Hendrix Harris ©Meyabe

D’ailleurs, difficile de cerner votre style avec ces mélanges d’influences. On retrouve du rap, du hip-hop, du jazz, de la soul… Est-ce que vous sauriez définir votre style ?

Maintenant oui. Le style de celui-là et du prochain, c’est du Alternative R’n’B parce que c’est large, ça permet d’expérimenter pas mal de choses mais toujours relié au rhythm and blues. Je chante toujours. La voix est le lead instrument, c’est par ça que je raconte mon histoire. Mais je suis libre, je ne me mets aucune contrainte pour faire plaisir à telle ou telle maison de disque. J’ai eu de la chance de rencontrer le label Jazztronicz qui me laisse libre et comme mon seul but c’est de sortir de la musique, ça me va.

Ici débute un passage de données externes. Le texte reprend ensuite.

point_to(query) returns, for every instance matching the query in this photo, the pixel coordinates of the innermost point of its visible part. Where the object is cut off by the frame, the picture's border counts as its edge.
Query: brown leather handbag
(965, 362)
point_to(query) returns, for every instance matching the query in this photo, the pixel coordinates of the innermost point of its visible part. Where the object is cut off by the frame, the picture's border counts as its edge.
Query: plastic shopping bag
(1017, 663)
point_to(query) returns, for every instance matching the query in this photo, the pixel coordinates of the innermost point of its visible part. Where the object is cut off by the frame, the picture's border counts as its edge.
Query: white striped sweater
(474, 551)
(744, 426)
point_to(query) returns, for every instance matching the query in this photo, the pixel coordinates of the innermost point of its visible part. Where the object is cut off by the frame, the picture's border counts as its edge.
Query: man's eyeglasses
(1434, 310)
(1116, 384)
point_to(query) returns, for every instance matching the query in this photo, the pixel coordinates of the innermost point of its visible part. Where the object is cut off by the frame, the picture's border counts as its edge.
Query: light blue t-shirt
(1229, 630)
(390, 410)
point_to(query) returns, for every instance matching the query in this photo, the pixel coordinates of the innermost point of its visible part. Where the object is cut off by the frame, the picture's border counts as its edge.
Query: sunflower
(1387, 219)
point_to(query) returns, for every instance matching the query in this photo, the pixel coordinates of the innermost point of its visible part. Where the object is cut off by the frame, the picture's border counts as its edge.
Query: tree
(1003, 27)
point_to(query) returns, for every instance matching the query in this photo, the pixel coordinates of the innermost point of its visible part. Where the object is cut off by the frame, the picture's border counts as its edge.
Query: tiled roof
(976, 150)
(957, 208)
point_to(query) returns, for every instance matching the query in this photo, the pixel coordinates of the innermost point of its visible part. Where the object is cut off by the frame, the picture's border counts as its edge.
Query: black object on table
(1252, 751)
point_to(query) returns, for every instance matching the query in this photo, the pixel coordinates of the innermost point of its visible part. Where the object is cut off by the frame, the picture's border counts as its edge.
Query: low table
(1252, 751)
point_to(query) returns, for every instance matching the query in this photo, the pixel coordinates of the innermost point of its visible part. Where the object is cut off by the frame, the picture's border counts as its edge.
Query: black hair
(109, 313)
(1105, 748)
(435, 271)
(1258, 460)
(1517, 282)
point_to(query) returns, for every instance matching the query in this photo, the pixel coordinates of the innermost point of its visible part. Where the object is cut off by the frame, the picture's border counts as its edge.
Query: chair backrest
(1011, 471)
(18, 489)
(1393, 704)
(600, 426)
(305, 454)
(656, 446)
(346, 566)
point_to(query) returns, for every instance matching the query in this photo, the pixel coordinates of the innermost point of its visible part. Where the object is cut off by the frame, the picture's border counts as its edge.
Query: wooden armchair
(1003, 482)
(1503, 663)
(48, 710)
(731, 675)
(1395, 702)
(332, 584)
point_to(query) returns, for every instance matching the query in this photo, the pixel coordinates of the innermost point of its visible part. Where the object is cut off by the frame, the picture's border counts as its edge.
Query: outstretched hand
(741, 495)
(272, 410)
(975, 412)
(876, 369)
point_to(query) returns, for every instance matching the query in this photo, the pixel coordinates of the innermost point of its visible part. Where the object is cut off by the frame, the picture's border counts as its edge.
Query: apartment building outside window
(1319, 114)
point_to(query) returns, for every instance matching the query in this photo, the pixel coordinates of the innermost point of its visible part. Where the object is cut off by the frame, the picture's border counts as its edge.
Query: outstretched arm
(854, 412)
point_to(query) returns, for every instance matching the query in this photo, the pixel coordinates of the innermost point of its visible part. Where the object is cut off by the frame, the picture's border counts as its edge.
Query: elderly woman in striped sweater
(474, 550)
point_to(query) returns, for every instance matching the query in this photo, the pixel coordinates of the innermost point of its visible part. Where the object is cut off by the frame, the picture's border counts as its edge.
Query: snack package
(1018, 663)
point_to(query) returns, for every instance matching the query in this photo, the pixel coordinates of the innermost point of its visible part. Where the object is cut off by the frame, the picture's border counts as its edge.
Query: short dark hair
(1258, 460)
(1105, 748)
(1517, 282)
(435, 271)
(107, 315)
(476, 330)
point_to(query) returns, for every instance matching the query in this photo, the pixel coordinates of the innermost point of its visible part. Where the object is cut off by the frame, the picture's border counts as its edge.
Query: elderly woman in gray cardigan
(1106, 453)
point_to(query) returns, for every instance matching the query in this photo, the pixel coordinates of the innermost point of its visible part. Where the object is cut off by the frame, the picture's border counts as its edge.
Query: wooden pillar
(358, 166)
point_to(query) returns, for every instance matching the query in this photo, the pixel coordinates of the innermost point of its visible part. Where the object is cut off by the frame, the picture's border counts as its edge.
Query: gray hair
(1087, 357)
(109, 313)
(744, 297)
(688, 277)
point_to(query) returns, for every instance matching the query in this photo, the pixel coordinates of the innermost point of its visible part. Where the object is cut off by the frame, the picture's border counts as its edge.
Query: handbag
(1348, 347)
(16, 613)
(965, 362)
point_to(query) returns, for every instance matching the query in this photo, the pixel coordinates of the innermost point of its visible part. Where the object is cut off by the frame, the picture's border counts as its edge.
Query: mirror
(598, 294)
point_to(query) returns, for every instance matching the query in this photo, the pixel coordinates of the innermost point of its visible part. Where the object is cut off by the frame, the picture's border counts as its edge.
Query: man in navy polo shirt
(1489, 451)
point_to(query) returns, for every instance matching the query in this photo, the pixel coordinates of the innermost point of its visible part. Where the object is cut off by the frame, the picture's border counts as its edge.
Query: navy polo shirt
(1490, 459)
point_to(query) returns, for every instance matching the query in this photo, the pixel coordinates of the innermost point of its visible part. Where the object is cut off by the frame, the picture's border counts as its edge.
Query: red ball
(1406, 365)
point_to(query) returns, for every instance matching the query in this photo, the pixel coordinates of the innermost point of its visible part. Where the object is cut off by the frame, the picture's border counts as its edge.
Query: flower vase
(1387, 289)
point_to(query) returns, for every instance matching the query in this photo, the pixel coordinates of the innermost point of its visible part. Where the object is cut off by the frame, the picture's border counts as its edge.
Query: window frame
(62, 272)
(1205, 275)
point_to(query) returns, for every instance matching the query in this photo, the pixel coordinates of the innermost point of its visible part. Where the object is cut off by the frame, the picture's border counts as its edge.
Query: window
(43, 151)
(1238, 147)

"La musique a toujours été une thérapie et elle continue de me sauver…"

D’où vient ce style ?

C’est le chemin de ma vie. C’est ma mère, mon père, ma vie à Cuba, tomber amoureux à Cuba, tomber amoureux d’une américaine à Paris…

Vous êtes tombé amoureux dans tous les pays finalement ?

J’aime l’amour clairement. C’est un sujet important pour moi. D’ailleurs l’EP Blue c’est un heart break project, un EP post rupture, c’est pour ça que ça sonne un peu planant. C’est du pur R’n’b qui parle d’amour, de différentes phases d’amour, de rédemption. Le titre "Blue" vient de "Feeling Blue" qui veut dire être "Mélancolique".

On va parler mode un peu. On a l’impression que vous vous servez du "Thrift Shop" de Macklemore pour vous saper !

Les fringues, c’est depuis que je suis tout petit ! Je ne suis rien du tout, j’ai toujours kiffé les second hand shop. J’achète tous mes habits en Angleterre, c’est moins cher et ils ont des meilleures sapes. En France, le second hand coûte beaucoup trop cher. J’allais voir ma grand-mère qui vient de Nottingham. Dans la ville, il n’y a rien à faire, mais par contre…Meilleures fripes du monde !  Tout ce que je porte là, c’est du second hand shop. J’achète rarement des habits, mais quand j’en achète… J’en achète énormément. Mon style vestimentaire, c’est un peu gangster… mais des années 1970 ! [Rires]

Hendrix Harris ©Meyabe

Dans une interview, vous avez dit : “Music is a conveyer of emotions to me. So my first goal is to transmit, create or amplify feelings for human beings. Without music, I honestly don’t know if I’d still be alive, or if I’d even want to be.” C’est très fort comme déclaration ! Est-ce que c’est toujours le cas aujourd’hui ? Est-ce vous pensez avoir trouvé un apaisement dans la musique et qu’elle a un pouvoir cathartique ?

La musique a toujours été une thérapie. En faire et en écouter m’a beaucoup servi dans les moments difficiles de ma vie. Dans des moments de rejets, d’incompréhension. Et ça continue de me sauver…

Maintenant quels sont les projets ? Vous avez déjà (bientôt) sorti trois EP. Est-ce qu’un album est prévu ? Des concerts éventuels ?

J’ai un bon stock de 80 chansons. Mon EP Blue sort en mai, mais j’ai aussi un autre projet qui sort en fin d’année, et un album en 2024. Il va y avoir deux concerts pour des release parties, et une tournée l’année prochaine aussi. Mais je reste mystérieux sur les dates donc Stay in touch !

Le nouvel EP "Blue" de Hendrix Harris à découvrir le 19 mai prochain.